Крепость - Джордж Мартин
Шрифт:
Интервал:
Закладка:
Антонен несколько мгновений молча смотрел на Ягерхорна, а когда заговорил, его голос звучал напряженно и резко.
— Ты пораженец, трус и предатель. Ты позоришь форму, которую носишь.
Глаза аристократа полыхнули яростью, и рука непроизвольно потянулась к рукояти сабли. Он даже сделал угрожающий шаг вперед.
— Господа, господа. — Кронштет быстро встал между офицерами. — Мы находимся в осаде, наша родина в огне, наши армии терпят поражение. Сейчас не время ссориться. — Его лицо стало суровым и жестким. — Полковник Ягерхорн, немедленно возвращайтесь в расположение своего полка.
— Слушаюсь, господин адмирал. — Ягерхорн отдал честь, развернулся и покинул комнату.
Кронштет печально покачал головой.
— Бенгт, Бенгт, ну почему ты не понимаешь? Ягерхорн прав, и остальные офицеры с ним согласны. Если сейчас мы вступим в переговоры, то, возможно, сумеем спасти флот и жизни наших солдат.
Полковник Антонен стоял навытяжку и смотрел мимо адмирала, словно того не было в комнате.
— Адмирал, — сказал он холодно, — а если бы вы думали так же перед Руотсинсалми? Что сталось бы тогда с вашей победой? Пораженчество не помогает выигрывать сражения…
Сердитый голос Кронштета прервал его:
— Достаточно, полковник. Я не намерен терпеть неповиновение. Обстоятельства вынуждают меня вступить в переговоры о сдаче Свеаборга. Встреча между мной и Сухтеленом намечена на шестое апреля, и я на нее отправлюсь. А вы больше не будете подвергать сомнению мое решение. Это приказ!
Антонен молчал.
Адмирал Кронштет несколько минут глядел на него, и в глазах продолжал полыхать гнев. Затем он нетерпеливо показал на дверь.
— Вы свободны, полковник. Немедленно возвращайтесь в расположение своей части.
Капитан Баннерсон с трудом скрывал потрясение и удивление.
— Этого не может быть! Мы сдадимся? Но почему адмирал принял такое решение? Солдаты, по крайней мере, готовы сражаться…

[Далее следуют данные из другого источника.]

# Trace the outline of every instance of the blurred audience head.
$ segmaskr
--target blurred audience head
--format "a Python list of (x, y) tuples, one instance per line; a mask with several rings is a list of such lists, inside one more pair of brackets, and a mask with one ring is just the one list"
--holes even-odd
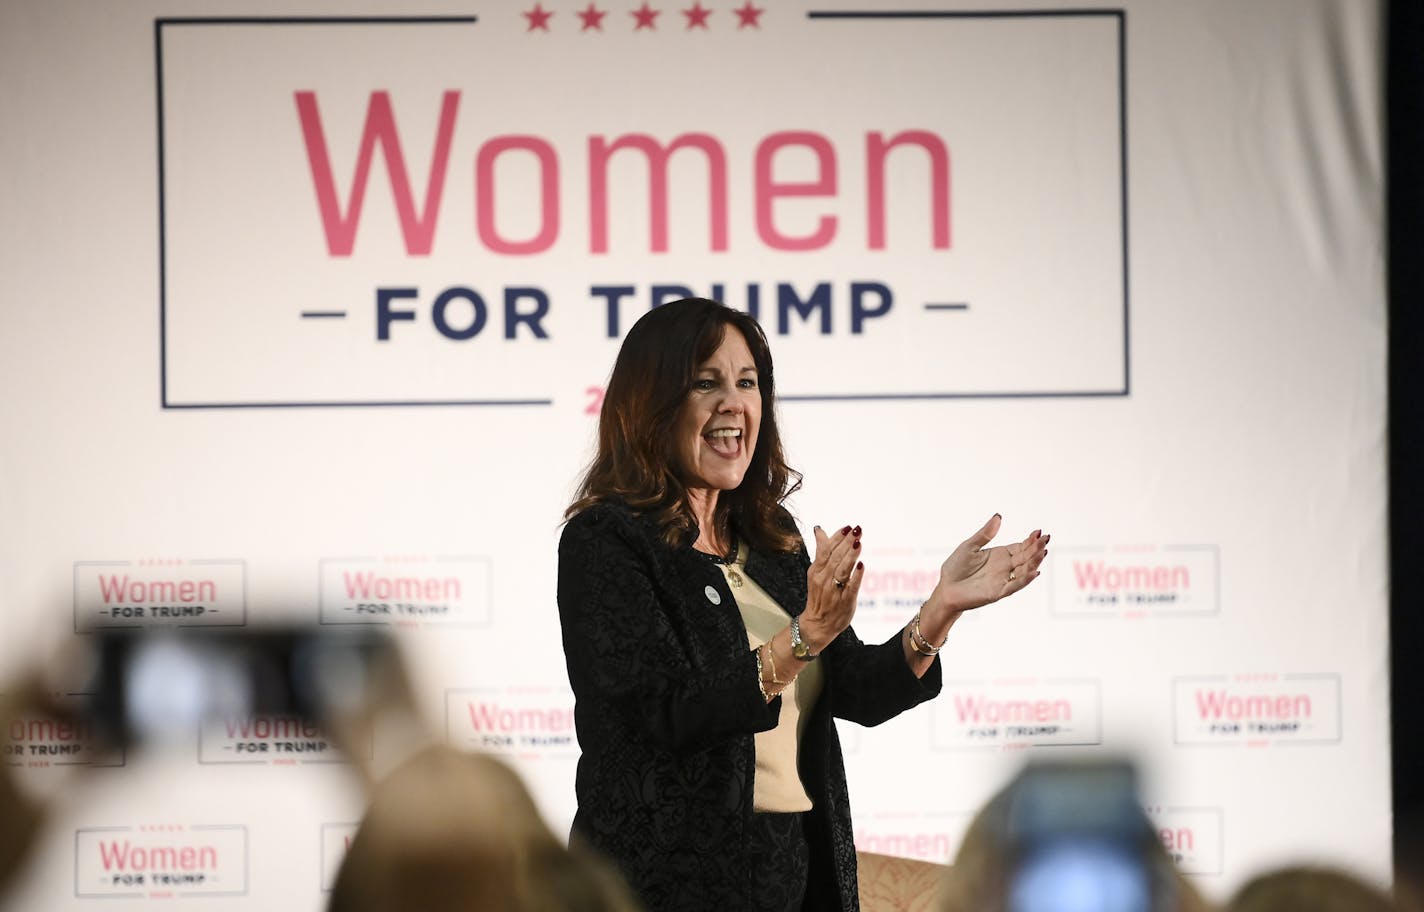
[(619, 878), (565, 848), (519, 777), (434, 747), (376, 786), (329, 912), (631, 912)]
[(1227, 912), (1399, 912), (1404, 907), (1338, 868), (1289, 867), (1253, 878)]
[[(28, 712), (49, 708), (32, 677), (10, 680), (0, 690), (0, 731), (8, 732)], [(9, 763), (0, 764), (0, 898), (29, 858), (44, 820), (43, 806), (21, 788)]]
[(1116, 761), (1030, 764), (975, 816), (943, 912), (1198, 912)]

Антонен невесело улыбнулся. В его глазах застыло невыразимое отчаяние, а рука то и дело сжимала рукоять клинка. Он прислонился к украшенному изысканной резьбой надгробию — оно располагалось в тени деревьев внутри одного из центральных двориков крепости Варгон. Баннерсон застыл на ступенях лестницы, ведущей к мемориалу.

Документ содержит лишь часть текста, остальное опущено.